La proposition de loi vise à renforcer la transparence dans l'utilisation des financements publics par les sociétés nationales de programme, telles que France Télévisions et Radio France. Ces sociétés reçoivent des financements importants, principalement issus de la TVA, mais opèrent sous un cadre juridique de droit privé. Cela crée un décalage entre la souplesse de leur cadre légal et les exigences de rigueur attendues pour la gestion de fonds publics. Le texte répond à des préoccupations concernant les conflits d'intérêts potentiels, notamment dans les procédures d'achat de programmes, qui ne sont pas soumises à des appels d'offres. Les exemples de conflits d'intérêts potentiels, comme le passage de collaborateurs vers des sociétés de production, soulignent la nécessité d'un contrôle accru.

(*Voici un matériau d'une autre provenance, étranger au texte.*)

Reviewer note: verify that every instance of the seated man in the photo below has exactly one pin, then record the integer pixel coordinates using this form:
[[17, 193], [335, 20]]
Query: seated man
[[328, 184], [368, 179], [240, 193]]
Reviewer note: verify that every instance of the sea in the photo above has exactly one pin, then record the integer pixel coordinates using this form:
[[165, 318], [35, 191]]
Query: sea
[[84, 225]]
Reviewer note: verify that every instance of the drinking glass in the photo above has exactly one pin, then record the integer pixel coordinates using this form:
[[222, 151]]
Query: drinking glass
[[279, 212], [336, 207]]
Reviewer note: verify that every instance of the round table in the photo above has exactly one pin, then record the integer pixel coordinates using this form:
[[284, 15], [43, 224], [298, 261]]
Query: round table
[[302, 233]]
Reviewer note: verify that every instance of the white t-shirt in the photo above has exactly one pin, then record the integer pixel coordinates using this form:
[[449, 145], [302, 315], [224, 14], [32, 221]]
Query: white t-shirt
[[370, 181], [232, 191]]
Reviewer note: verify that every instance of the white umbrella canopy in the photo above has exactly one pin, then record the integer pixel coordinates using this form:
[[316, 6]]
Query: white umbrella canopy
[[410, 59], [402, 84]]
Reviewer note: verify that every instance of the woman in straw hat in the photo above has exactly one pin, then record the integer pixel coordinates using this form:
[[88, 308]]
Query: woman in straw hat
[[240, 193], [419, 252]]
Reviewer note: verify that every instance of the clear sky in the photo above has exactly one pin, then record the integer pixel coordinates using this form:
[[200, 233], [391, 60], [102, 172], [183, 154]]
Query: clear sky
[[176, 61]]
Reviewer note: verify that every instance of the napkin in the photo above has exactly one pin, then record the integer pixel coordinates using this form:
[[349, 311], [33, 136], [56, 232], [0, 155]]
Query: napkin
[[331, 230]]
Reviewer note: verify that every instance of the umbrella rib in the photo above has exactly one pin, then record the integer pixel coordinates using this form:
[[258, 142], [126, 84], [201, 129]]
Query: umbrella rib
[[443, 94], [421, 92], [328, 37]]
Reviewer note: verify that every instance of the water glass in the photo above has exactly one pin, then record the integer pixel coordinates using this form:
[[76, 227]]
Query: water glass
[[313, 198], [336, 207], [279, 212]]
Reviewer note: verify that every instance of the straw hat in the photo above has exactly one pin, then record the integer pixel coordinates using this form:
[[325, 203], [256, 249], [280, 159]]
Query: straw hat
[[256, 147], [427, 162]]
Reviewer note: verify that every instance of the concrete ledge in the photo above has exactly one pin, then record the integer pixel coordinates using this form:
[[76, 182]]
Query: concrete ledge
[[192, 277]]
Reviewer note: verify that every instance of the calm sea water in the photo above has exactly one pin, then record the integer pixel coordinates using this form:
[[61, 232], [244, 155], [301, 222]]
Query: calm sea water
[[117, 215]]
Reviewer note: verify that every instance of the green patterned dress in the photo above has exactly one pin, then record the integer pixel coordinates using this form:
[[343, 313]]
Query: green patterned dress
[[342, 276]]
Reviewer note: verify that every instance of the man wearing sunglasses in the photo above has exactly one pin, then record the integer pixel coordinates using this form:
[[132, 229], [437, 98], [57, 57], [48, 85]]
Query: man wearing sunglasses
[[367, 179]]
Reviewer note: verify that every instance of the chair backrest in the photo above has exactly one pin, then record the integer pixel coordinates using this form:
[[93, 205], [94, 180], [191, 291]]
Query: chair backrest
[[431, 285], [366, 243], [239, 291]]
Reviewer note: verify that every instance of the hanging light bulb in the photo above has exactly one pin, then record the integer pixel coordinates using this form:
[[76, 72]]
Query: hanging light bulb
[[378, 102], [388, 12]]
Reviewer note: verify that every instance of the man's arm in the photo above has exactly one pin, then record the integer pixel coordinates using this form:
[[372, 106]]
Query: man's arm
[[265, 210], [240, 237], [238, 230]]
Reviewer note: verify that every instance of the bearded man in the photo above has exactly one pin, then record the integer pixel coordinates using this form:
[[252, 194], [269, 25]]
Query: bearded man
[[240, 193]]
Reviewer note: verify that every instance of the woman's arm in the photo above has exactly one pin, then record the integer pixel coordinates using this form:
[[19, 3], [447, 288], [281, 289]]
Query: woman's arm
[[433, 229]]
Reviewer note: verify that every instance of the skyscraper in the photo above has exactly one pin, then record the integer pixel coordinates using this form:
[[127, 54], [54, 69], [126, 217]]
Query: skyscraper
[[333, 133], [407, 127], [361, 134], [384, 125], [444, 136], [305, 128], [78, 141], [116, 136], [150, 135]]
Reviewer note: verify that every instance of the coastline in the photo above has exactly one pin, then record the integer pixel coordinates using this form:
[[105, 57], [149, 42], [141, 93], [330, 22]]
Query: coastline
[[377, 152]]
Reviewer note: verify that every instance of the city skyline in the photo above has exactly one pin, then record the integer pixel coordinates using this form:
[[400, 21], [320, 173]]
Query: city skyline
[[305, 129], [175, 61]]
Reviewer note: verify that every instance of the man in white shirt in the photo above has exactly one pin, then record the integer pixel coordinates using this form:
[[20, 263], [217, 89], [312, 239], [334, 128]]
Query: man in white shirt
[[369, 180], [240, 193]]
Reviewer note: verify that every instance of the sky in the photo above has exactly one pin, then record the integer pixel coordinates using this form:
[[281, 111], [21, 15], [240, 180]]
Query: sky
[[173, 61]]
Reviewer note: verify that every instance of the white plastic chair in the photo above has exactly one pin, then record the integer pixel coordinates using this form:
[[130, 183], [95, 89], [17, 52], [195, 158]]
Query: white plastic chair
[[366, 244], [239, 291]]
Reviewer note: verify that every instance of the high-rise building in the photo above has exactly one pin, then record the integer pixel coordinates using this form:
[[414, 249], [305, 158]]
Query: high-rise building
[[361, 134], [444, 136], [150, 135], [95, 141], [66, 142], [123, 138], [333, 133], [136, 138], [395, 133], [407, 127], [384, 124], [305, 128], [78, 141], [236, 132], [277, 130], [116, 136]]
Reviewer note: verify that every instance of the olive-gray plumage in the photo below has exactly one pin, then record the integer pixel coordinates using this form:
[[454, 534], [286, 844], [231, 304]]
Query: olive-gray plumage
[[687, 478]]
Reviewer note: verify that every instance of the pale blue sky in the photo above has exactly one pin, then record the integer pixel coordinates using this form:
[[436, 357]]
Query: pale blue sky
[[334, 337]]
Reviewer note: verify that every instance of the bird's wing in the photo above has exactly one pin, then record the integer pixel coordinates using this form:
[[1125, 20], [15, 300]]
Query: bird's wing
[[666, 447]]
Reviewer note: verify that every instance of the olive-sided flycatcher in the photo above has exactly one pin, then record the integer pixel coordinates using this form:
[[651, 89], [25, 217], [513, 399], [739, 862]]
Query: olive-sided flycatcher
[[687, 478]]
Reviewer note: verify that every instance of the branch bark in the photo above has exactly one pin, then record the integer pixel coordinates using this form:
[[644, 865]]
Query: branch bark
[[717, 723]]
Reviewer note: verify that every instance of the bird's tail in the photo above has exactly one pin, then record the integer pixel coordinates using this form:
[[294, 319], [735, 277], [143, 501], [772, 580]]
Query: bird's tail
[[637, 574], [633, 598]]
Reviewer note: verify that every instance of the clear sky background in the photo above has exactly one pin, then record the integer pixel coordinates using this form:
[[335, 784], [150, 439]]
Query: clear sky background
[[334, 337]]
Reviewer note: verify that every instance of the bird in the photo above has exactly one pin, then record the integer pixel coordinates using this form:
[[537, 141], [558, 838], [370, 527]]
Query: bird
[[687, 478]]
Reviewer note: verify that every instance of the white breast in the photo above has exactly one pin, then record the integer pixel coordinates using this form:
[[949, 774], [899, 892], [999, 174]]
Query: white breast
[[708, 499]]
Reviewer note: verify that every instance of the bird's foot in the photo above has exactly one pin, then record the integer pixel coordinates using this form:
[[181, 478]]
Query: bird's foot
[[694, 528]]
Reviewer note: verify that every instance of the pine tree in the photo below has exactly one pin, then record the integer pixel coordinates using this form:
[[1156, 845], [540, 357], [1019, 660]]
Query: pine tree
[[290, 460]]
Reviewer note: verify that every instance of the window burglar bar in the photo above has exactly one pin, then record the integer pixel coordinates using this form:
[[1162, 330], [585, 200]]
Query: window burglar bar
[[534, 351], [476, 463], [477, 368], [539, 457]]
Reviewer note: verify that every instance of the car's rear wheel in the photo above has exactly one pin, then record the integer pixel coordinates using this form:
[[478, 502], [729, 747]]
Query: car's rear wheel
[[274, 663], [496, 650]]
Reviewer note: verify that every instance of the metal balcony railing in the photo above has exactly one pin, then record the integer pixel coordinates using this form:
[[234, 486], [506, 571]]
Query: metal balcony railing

▸5 sources dans le texte officiel
- [1] Exposé des motifs · alinéa 2« L’audiovisuel public perçoit, chaque année, près de 4 milliards d’euros »
- [2] Exposé des motifs · alinéa 4« décalage manifeste entre le cadre dérogatoire particulièrement souple »
- [3] Exposé des motifs · alinéa 5« sociétés nationales de programme sont, par la nature même de leur activité »
- [4] Exposé des motifs · alinéa 7« collaborateurs des sociétés nationales de programme qui entretiennent des relations commerciales »
- [5] Exposé des motifs · alinéa 10« droit commun de la prévention des conflits d’intérêts, issu de la loi n° 2013‑907 »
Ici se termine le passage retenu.